Download the sherpa-onnx
Repository
git clone https://github.com/k2-fsa/sherpa-onnx.git
Install Dependencies
pip install numpy
pip install websockets
Install the sherpa-onnx
Package
pip install sherpa-onnx
If GPU support is required, install the CUDA-enabled package:
pip install sherpa-onnx==1.10.16+cuda -f https://k2-fsa.github.io/sherpa/onnx/cuda.html
# For users in China
# pip install sherpa-onnx==1.10.16+cuda -f https://k2-fsa.github.io/sherpa/onnx/cuda-cn.html
If the package is unavailable or installation fails, build and install from the source:
cd sherpa-onnx
export SHERPA_ONNX_CMAKE_ARGS="-DSHERPA_ONNX_ENABLE_GPU=ON"
python3 setup.py install
If a GPU is available but CUDA
is not installed, refer to the installation guide here
Verify the Installation of sherpa-onnx
python3 -c "import sherpa_onnx; print(sherpa_onnx.__version__)"
# Expected output:
# sherpa-onnx or 1.10.16+cuda
Download the Model
Note:
For Chinese recognition, it is recommended to use thesherpa-onnx-streaming-zipformer-bilingual-zh-en-2023-02-20-mobile
modelFor English recognition, it is recommended to use the
sherpa-onnx-streaming-paraformer-trilingual-zh-cantonese-en
model
Run the Server
sherpa-onnx
provides a server example, so there's no need to write additional code.
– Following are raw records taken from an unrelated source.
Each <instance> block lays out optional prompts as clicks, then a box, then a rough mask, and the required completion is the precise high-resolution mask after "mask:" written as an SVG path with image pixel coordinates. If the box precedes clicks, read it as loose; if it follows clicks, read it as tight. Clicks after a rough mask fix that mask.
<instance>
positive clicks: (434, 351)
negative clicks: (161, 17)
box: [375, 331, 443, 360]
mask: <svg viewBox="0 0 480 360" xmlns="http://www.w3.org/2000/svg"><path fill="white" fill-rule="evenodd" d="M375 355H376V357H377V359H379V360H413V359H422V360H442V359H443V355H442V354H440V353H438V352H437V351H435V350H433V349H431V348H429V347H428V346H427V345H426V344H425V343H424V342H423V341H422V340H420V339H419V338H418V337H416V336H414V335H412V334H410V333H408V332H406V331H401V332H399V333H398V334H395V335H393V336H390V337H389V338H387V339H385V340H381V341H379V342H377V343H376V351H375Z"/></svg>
Follow these steps to start the server.
Run the zipformer
Model
cd sherpa-onnx
export MODEL_PATH="sherpa-onnx-streaming-zipformer-bilingual-zh-en-2023-02-20"
python3 ./python-api-examples/streaming_server.py \
--encoder ./${MODEL_PATH}/encoder-epoch-99-avg-1.onnx \
--decoder ./${MODEL_PATH}/decoder-epoch-99-avg-1.onnx \
--joiner ./${MODEL_PATH}/joiner-epoch-99-avg-1.onnx \
--tokens ./${MODEL_PATH}/tokens.txt \
--provider "cuda"
Run the paraformer
Model
cd sherpa-onnx
export MODEL_PATH="sherpa-onnx-streaming-paraformer-trilingual-zh-cantonese-en"
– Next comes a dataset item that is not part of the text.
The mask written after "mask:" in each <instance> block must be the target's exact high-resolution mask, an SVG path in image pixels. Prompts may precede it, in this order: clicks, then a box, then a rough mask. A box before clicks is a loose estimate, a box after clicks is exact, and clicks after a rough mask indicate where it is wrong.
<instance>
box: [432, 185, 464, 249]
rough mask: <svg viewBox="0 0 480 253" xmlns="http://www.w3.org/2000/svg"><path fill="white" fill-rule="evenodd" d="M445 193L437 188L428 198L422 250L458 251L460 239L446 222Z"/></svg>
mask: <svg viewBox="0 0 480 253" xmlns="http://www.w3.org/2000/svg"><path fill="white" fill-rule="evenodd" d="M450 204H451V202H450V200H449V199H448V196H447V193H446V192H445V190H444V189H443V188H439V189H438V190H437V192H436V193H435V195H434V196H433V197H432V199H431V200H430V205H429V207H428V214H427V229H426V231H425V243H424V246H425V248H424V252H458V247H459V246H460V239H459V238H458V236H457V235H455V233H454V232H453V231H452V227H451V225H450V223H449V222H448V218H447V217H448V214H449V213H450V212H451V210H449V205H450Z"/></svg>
python3 ./python-api-examples/streaming_server.py \
--paraformer-encoder ./${MODEL_PATH}/encoder.onnx \
--paraformer-decoder ./${MODEL_PATH}/decoder.onnx \
--tokens ./${MODEL_PATH}/tokens.txt \
--provider "cuda"
Example Log Output
2024-12-23 09:25:17,557 INFO [streaming_server.py:667] No certificate provided
2024-12-23 09:25:17,561 INFO [server.py:715] server listening on [::]:6006
2024-12-23 09:25:17,561 INFO [server.py:715] server listening on 0.0.0.0:6006
2024-12-23 09:25:17,561 INFO [streaming_server.py:693] Please visit one of the following addresses:
http://localhost:6006
Since you are not providing a certificate, you cannot use your microphone from within the browser using public IP addresses. Only localhost can be used.You also cannot use 0.0.0.0 or 127.0.0.1
At this point, the ASR model server is up and running.
Communication Between MaixCAM
and the Server
For brevity, example client code is provided via the following links. Note that most cases require audio data with a sampling rate of 16000Hz and a single channel:
MaixCAMMaixCAM
Streaming Recognition
MaixCAM
Non-Streaming Recognition
# Update server address
SERVER_ADDR = "127.0.0.1"
SERVER_PORT = 6006
After updating the server address and port, use maixvision to run the client. If using the streaming recognition script, try interacting with MaixCAM.
Note: This document does not elaborate on the communication protocol because it is straightforward—essentially raw data exchange via WebSocket. It is recommended to first experience the setup and then delve into the code for further details.
The deployment process is now complete.